Briefing reporters on camera Thursday while wearing a mask, Harris County Judge Lina Hidalgo, a Democrat, emphasized the need for "mass testing."
"Universal, rapid testing so everybody knows who's healthy and who's not. That's the only way we get back to work," she said. "Without adequate testing capacity fighting Covid-19 is like shooting in the dark."
Mobile testing sites in Harris County have been "overwhelmed" by demand, Hidalgo said -- the state added two mobile labs on Thursday in the Houston area -- leading local officials to scramble to move resources around. In an interview earlier this week, Hidalgo's communications director Rafael Lemaitre noted that beyond the test shortages, the results often take a week to come back. "We're the third largest county in the US and we're concerned about being the next domino to fall," he said.
Awash in cheap crude
Abbott's job of restarting the Texas economy is made all the more difficult by the crash in oil prices, brought on by a struggle between Russia and Saudi Arabia for dominance in the global crude market. That's led to an historic oversupply, and a 50% drop in the price of a barrel of oil since mid-February. While that's pushed gasoline prices to below $2 a gallon in much of the US, it's also wiped out billions of dollars in economic activity across oil-rich Texas.
That's added urgency to business leaders who have nudged Abbott toward a plan for reopening, while stressing it should be made in close coordination with medical experts. At the Greater Houston Partnership, the regional chamber of commerce, last week a group of business leaders began to formulate a plan on how to get the state back to work.

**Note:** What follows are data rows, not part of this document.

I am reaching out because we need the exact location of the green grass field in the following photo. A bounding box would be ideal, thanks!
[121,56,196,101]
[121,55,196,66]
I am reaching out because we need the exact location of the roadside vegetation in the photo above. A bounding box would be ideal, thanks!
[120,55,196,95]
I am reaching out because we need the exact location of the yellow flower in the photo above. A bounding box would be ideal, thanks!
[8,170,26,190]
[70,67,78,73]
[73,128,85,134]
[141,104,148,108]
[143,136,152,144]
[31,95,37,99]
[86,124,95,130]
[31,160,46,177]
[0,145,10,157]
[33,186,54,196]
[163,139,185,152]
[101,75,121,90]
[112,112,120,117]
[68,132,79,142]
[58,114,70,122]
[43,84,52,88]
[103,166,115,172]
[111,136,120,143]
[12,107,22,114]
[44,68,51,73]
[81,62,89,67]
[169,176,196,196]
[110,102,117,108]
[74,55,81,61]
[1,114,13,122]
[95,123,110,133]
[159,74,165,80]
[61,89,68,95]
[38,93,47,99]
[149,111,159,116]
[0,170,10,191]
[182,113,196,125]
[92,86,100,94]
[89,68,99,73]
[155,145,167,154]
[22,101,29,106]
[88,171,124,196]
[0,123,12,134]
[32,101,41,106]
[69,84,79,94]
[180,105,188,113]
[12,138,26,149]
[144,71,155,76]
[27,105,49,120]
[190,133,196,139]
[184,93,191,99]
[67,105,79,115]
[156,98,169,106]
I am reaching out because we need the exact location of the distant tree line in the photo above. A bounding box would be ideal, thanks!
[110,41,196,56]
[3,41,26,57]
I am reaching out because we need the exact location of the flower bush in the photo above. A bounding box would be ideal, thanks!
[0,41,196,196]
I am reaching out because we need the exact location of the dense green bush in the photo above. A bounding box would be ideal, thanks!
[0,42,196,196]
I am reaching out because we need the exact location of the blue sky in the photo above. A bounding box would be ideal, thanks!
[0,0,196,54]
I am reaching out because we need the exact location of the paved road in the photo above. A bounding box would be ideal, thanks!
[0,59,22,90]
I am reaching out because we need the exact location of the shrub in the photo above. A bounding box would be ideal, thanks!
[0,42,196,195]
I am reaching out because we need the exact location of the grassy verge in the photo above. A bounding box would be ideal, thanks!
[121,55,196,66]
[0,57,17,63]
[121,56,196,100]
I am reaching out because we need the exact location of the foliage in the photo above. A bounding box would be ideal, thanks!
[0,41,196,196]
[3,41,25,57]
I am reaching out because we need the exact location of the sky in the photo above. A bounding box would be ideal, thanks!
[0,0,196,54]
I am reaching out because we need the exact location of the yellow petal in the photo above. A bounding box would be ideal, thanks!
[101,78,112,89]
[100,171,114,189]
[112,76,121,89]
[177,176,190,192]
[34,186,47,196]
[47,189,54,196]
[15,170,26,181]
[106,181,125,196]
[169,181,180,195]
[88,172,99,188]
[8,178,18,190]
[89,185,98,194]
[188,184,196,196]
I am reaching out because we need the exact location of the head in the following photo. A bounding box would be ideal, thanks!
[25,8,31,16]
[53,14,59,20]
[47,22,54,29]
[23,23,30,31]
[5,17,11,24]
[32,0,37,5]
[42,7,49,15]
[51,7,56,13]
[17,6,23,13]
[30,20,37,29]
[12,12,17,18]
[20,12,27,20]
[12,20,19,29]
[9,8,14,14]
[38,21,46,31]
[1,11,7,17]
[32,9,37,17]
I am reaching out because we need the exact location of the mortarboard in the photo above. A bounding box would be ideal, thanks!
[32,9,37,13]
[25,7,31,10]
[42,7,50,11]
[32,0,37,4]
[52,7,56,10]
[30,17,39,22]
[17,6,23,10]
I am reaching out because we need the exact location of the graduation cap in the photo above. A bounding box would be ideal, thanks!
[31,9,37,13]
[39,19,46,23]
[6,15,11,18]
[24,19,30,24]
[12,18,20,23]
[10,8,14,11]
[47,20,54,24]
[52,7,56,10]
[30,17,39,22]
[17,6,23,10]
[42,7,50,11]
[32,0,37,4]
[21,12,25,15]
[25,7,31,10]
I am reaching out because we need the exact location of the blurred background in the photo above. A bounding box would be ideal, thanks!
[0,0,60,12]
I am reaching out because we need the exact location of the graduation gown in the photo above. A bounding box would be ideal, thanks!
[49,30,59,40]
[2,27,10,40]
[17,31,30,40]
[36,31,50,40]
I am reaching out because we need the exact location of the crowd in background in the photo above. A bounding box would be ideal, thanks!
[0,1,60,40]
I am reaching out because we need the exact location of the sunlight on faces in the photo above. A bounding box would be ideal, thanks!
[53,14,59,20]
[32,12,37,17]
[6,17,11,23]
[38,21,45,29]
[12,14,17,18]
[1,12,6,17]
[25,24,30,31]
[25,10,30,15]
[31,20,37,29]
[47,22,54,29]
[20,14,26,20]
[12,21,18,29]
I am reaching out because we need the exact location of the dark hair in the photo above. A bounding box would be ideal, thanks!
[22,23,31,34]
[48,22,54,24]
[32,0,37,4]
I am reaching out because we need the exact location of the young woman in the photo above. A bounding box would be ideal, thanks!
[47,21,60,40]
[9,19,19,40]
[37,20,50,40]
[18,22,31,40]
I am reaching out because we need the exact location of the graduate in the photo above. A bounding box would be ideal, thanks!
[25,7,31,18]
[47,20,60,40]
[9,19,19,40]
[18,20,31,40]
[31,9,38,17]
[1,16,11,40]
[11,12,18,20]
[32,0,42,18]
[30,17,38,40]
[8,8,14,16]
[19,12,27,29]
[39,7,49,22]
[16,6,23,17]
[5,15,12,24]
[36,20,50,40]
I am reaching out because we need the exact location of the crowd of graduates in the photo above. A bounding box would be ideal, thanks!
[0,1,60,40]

"We do feel it's time to start a conversation about restarting the economy, but it is just a conversation," said Bob Harvey, CEO of the partnership.
Even before the economic shock of the coronavirus shutdown -- and before many Americans simply stopped driving -- layoffs were already rippling through the oil economy in Texas, with many areas, including Houston, facing a potential recession due to cheap oil.
"Along with what is happening around the virus, much of the Houston economy was still heading in a negative direction around oil and gas," said Harvey, who noted this latest downturn could rival the one from the 1980s when cheap oil cost the Houston economy one out of every eight jobs.
The federal government has administered some relief, as Trump has vowed to pay close attention to the needs of the energy sector. On Thursday, Abbott touted the fact that Texas ranks first in Small Business Administration approvals for loans through the Paycheck Protection Program "to help businesses stay afloat and get ready to reopen." The federal government has approved some 88,434 loans for Texas businesses totaling $21.7 billion, he said.
But many small business owners believe government officials will have to do much more to get the economy moving again. Smita Patel, who owns the River Oaks Flower House in Houston, says nothing has affected her business on this scale in 21 years.
“I mean, usually we have hurricanes and bad storms and everything, but we get over that, right?” Patel told CNN in an interview Tuesday, noting she and her husband are paying employees out of pocket. “We are taking it a day at a time.”